Testing details revealed by prime contractor Scaled Composites show three full-scale hot firings took place on 20 April, 6 and 20 May using what Scaled calls a "first-generation" motor.

Scaled's SpaceShipOne's motor used a gaseous nitrous oxide oxidiser and hydroxyl terminated polybutadiene solid fuel when it flew into space three times in 2004. But the SS2 flight rate will be at least once a week for many years.

Virgin Galactic commercial director Stephen Attenborough says: "We have asked Scaled to look at more than one fuel type. [We] anticipate that further generations [of motors] will be developed."
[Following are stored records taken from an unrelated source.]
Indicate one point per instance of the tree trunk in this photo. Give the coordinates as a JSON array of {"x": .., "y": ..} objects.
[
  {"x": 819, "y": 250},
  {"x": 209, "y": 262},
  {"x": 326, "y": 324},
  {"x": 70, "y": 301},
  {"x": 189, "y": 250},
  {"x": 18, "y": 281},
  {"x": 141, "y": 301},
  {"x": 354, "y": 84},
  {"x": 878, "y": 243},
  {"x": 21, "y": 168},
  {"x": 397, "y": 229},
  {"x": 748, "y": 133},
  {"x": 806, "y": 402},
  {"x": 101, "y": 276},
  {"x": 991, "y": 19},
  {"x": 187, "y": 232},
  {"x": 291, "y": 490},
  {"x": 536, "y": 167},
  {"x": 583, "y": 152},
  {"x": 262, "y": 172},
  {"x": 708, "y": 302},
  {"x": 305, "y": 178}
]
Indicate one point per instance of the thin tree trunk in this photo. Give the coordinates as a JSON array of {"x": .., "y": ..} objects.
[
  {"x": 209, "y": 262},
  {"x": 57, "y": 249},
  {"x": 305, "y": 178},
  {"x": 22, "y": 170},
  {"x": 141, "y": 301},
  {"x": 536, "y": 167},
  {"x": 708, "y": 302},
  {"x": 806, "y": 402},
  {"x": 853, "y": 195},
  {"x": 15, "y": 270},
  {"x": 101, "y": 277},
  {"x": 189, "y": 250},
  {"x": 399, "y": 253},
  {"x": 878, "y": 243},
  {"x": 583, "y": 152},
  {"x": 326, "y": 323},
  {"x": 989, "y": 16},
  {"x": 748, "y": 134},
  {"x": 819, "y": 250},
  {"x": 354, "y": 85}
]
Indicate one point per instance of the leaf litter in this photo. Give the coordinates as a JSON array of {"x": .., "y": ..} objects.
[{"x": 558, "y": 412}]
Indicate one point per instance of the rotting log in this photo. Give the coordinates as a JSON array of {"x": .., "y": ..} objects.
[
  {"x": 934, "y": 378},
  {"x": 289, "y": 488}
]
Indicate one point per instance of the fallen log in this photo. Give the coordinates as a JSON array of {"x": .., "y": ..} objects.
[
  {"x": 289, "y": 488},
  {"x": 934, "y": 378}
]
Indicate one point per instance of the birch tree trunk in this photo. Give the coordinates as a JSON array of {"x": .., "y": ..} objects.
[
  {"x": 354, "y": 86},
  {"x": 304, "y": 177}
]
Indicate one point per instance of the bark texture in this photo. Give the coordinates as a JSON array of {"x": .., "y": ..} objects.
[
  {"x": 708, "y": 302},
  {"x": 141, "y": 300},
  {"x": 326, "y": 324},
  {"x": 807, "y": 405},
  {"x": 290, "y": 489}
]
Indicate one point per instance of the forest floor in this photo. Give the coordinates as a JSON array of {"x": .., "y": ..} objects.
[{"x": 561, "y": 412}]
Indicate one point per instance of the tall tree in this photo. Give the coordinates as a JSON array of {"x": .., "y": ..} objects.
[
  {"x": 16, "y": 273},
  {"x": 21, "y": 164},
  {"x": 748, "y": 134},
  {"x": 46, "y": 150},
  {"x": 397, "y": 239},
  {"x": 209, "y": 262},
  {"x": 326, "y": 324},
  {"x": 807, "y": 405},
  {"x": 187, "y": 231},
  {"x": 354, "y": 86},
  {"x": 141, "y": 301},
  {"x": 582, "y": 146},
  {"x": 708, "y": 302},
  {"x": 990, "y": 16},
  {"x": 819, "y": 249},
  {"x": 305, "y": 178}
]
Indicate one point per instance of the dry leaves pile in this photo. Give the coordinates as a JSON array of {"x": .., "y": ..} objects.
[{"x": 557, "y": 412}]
The SS2 engine is called Rocket Motor Two (RM2) and paraffin and asphalt-based solid fuels have been tested for it, as Scaled founder Burt Rutan said last year.

Scaled's new test log says RM2 subscale firings for fuel, igniter, injector, insulator and nozzle evaluations occurred from June 2005 to April this year. Testing was halted for at least six months after a July 2007 incident killed three Scaled employees.

The subscale work led Scaled and its Sierra Nevada subcontractor to select the first generation RM2 design now being tested. Of the three full scale firings, hot fire one evaluated the test stand, the second had the change in fuel and it and the third firing included study of fuel stability levels.

The SS1 motor had experienced low- and high-frequency combustion instability.

Virgin Galactic released video in May of the 2009 firings carried out at an Sierra Nevada facility near San Clemente, California that is leased from Northrop Grumman space and mission system's Capistrano Test Site.